Commenting, Jo Swinson said:
“East Dunbartonshire residents’ views have been ignored in the Reporter’s decision to release precious green belt land across East Dunbartonshire. Despite the Council receiving around 500 objections from local people to the development of green spaces in Lenzie, Torrance and Bishopbriggs, the overwhelming opposition of local people has been overruled by an unelected official.
“Now that the Council have been forced into adopting the Reporter’s recommendations to release land at sites across East Dunbartonshire, local campaigners are taking the fight to save our precious green spaces to the Scottish Parliament. I have urged First Minister Alex Salmond to review this decision and examine the flawed and undemocratic planning system which has bypassed the views of local people and the Council.”
For more information and links to the Reporter’s conclusions, visit the Lenzie South Green Belt campaign website: www.lsgb.org.uk
The full text of Jo Swinson’s letter to Alex Salmond is below:
It is with great disappointment that I find myself writing to you with regard to the Scottish Government Reporter’s Local Plan 2 Examination Report for East Dunbartonshire. I am specifically concerned about the recommendations to remove land from the green belt to allow development at Jellyhill, Bishopbriggs, Meadowburn and Claddens East in Lenzie, and Kelvin View, Torrance.
The Council’s local development plan has a clear and sensible approach. Moreover, it was designed with particular attention to the local area and a depth of understanding I do not see in the Reporter’s decision. The suggestions in the original plan are fully in line with the 2010 ‘Scottish Planning Policy’. This states that green belt designation serves three main purposes:
• “to direct planned growth to the most appropriate locations and support regeneration;
• to protect and enhance the quality, character, landscape setting and identity of towns and cities;
• to protect and give access to open space within and around towns and cities.”
I fail to see how the proposals in the Council’s Local Plan are not in keeping with these principles. Moreover, I can see numerous ways in which the Reporter’s recommendations are in direct contradiction with the laudable principles the local Council aims to achieve.

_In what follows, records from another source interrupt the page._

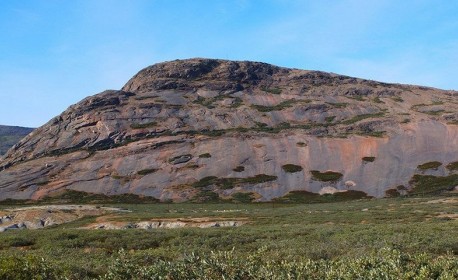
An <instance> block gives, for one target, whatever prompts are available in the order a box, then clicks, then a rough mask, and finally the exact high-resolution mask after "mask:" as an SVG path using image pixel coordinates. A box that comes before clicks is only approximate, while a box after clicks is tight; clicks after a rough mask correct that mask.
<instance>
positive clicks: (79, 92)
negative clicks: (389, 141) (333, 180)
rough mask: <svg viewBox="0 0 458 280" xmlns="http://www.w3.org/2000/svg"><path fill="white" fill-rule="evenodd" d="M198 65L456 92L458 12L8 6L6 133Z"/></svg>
mask: <svg viewBox="0 0 458 280" xmlns="http://www.w3.org/2000/svg"><path fill="white" fill-rule="evenodd" d="M191 57H208V58H221V59H233V60H254V61H262V62H267V63H272V64H276V65H279V66H285V67H294V68H301V69H311V70H322V71H327V72H334V73H339V74H345V75H350V76H356V77H361V78H367V79H373V80H379V81H384V82H398V83H407V84H420V85H426V86H433V87H438V88H443V89H455V90H458V1H455V0H323V1H321V0H316V1H306V0H303V1H294V0H291V1H288V0H265V1H261V0H253V1H250V0H207V1H203V0H20V1H15V0H11V1H7V0H2V1H0V124H5V125H20V126H30V127H37V126H40V125H43V124H44V123H46V122H47V121H48V120H49V119H51V118H52V117H54V116H56V115H58V114H60V113H61V112H62V111H64V110H65V109H66V108H67V107H68V106H70V105H71V104H74V103H76V102H78V101H79V100H81V99H82V98H84V97H86V96H89V95H93V94H96V93H98V92H100V91H103V90H105V89H119V88H121V87H122V86H123V85H124V84H125V83H126V82H127V80H128V79H129V78H130V77H131V76H133V75H134V74H135V73H136V72H138V71H139V70H141V69H142V68H144V67H146V66H148V65H151V64H154V63H157V62H162V61H167V60H174V59H181V58H191Z"/></svg>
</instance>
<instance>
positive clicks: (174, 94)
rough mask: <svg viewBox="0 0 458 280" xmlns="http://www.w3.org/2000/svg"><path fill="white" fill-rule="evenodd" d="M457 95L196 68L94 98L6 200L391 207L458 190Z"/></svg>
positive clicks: (292, 74) (154, 78) (84, 104)
mask: <svg viewBox="0 0 458 280" xmlns="http://www.w3.org/2000/svg"><path fill="white" fill-rule="evenodd" d="M457 124H458V92H456V91H444V90H438V89H433V88H427V87H421V86H410V85H400V84H386V83H380V82H375V81H369V80H362V79H357V78H352V77H347V76H341V75H336V74H330V73H324V72H318V71H305V70H297V69H287V68H281V67H276V66H273V65H269V64H265V63H258V62H245V61H244V62H237V61H224V60H213V59H189V60H177V61H172V62H165V63H160V64H156V65H153V66H150V67H148V68H145V69H143V70H141V71H140V72H139V73H138V74H137V75H135V76H134V77H133V78H132V79H131V80H130V81H128V82H127V84H126V85H125V86H124V87H123V88H122V89H121V90H109V91H105V92H102V93H99V94H97V95H94V96H91V97H88V98H86V99H84V100H82V101H81V102H79V103H77V104H75V105H73V106H71V107H70V108H68V109H67V110H66V111H65V112H63V113H62V114H61V115H59V116H57V117H55V118H54V119H52V120H50V121H49V122H48V123H47V124H45V125H44V126H42V127H40V128H38V129H36V130H35V131H33V132H32V133H31V134H30V135H28V136H27V137H26V138H25V139H23V140H22V141H20V142H19V143H18V144H17V145H15V146H14V147H13V148H11V149H10V150H9V151H8V153H7V154H6V155H5V156H4V157H3V159H2V160H1V161H0V170H1V171H0V198H1V199H7V198H13V199H30V198H32V199H39V198H42V197H45V196H49V195H57V194H59V193H62V192H63V191H65V190H77V191H84V192H91V193H104V194H108V195H115V194H116V195H118V194H124V193H132V194H137V195H144V196H154V197H156V198H159V199H161V200H170V199H172V200H175V201H183V200H196V201H204V200H212V199H220V198H222V199H224V198H235V199H250V200H251V199H256V200H270V199H274V198H281V197H283V198H288V197H289V198H291V197H294V195H299V194H301V195H313V194H310V193H320V194H326V193H336V194H343V193H351V194H358V195H359V194H367V195H369V196H375V197H383V196H385V195H398V194H403V193H408V192H412V191H413V190H415V189H416V190H417V191H425V192H427V191H429V189H428V185H425V184H424V183H425V180H426V181H427V180H432V181H434V182H436V181H440V184H439V185H440V186H439V187H437V184H436V185H434V184H433V185H434V186H436V188H435V189H431V191H446V190H451V189H453V187H454V186H456V185H458V178H457V177H458V175H457V169H458V164H457V161H458V125H457Z"/></svg>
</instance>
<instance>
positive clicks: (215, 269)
mask: <svg viewBox="0 0 458 280" xmlns="http://www.w3.org/2000/svg"><path fill="white" fill-rule="evenodd" d="M213 180H216V179H215V178H210V179H209V181H213ZM72 195H73V196H74V197H76V198H77V194H76V193H72ZM351 196H353V197H352V199H351V200H349V199H348V197H346V199H343V197H334V198H332V197H331V196H330V195H326V196H319V195H317V194H312V193H306V192H304V193H301V192H291V193H290V194H289V195H288V196H285V197H287V198H288V199H284V200H283V201H282V200H277V201H274V202H266V203H244V202H248V201H251V200H252V199H253V198H254V194H253V193H235V194H234V195H233V197H234V198H236V199H237V201H238V203H228V202H226V203H204V204H199V203H173V204H171V203H154V202H149V203H148V202H144V203H141V204H137V203H133V202H129V203H128V204H126V203H117V202H113V200H111V201H108V202H110V204H108V202H106V203H104V202H102V200H96V201H98V204H97V205H100V206H101V205H104V206H108V205H110V206H111V205H113V206H118V207H122V208H125V209H129V210H131V212H123V213H117V214H116V215H111V216H110V217H108V218H109V219H110V220H112V221H132V222H138V221H144V220H151V219H159V218H162V219H190V218H206V219H214V220H218V219H228V220H231V219H233V220H237V219H240V220H243V221H246V224H244V225H242V226H239V227H214V228H176V229H163V228H160V229H152V230H143V229H124V230H88V229H82V227H84V226H85V225H88V224H91V223H94V222H95V220H96V218H97V217H86V218H82V219H80V220H76V221H74V222H71V223H67V224H62V225H55V226H51V227H47V228H44V229H38V230H11V231H6V232H3V233H0V279H457V278H458V239H457V238H456V229H457V226H458V220H457V219H456V214H457V212H458V197H457V196H456V194H455V195H454V194H453V193H448V194H447V195H446V194H444V193H442V194H436V195H434V196H424V195H423V196H419V195H417V196H411V195H408V196H404V197H397V198H387V199H371V198H364V199H361V198H360V197H361V196H357V195H354V194H352V195H351ZM66 198H69V199H71V198H72V197H71V196H68V197H66ZM98 198H99V199H102V197H98ZM79 201H80V200H79ZM342 201H344V202H342ZM48 202H52V203H55V202H56V201H52V200H49V201H48ZM67 202H71V200H69V201H67ZM86 202H87V203H91V201H89V200H86ZM323 202H326V203H323ZM8 207H11V206H9V205H6V204H2V205H1V206H0V208H2V209H4V208H8Z"/></svg>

In addition, the 2004 Green Belt policy states that “East Dunbartonshire is not expected to provide any release of green field sites to allow for housing development, partly because of existing unimplemented allocation.” It seems to me, however, that East Dunbartonshire Council is being asked to do exactly that. I can find no document which supersedes and overturns this guidance.
I feel strongly that my constituents’ views are being ignored and ask that you authorise a ministerial review of the proposals, as I believe that an objective consideration would side with the original Council Plan and preserve the green belt land. When the decision to reject the Council’s plans took place around 500 objections were registered with East Dunbartonshire Council – including my own which I have enclosed and would urge you to consider. I’m sure you will agree that this is a significant number.
The fact that the opinion of unelected reporters’ is valued more highly than that of residents and local elected officials defies common sense and is leaving my constituents feeling disregarded and ineffectual. Yet again, the views of residents and the local council are being overruled by an unelected official, despite overwhelming opposition. I urge you to consider my arguments, and put the democracy back in to Scottish development planning.
I would appreciate your thoughts on this matter and look forward to hearing from you at your earliest convenience.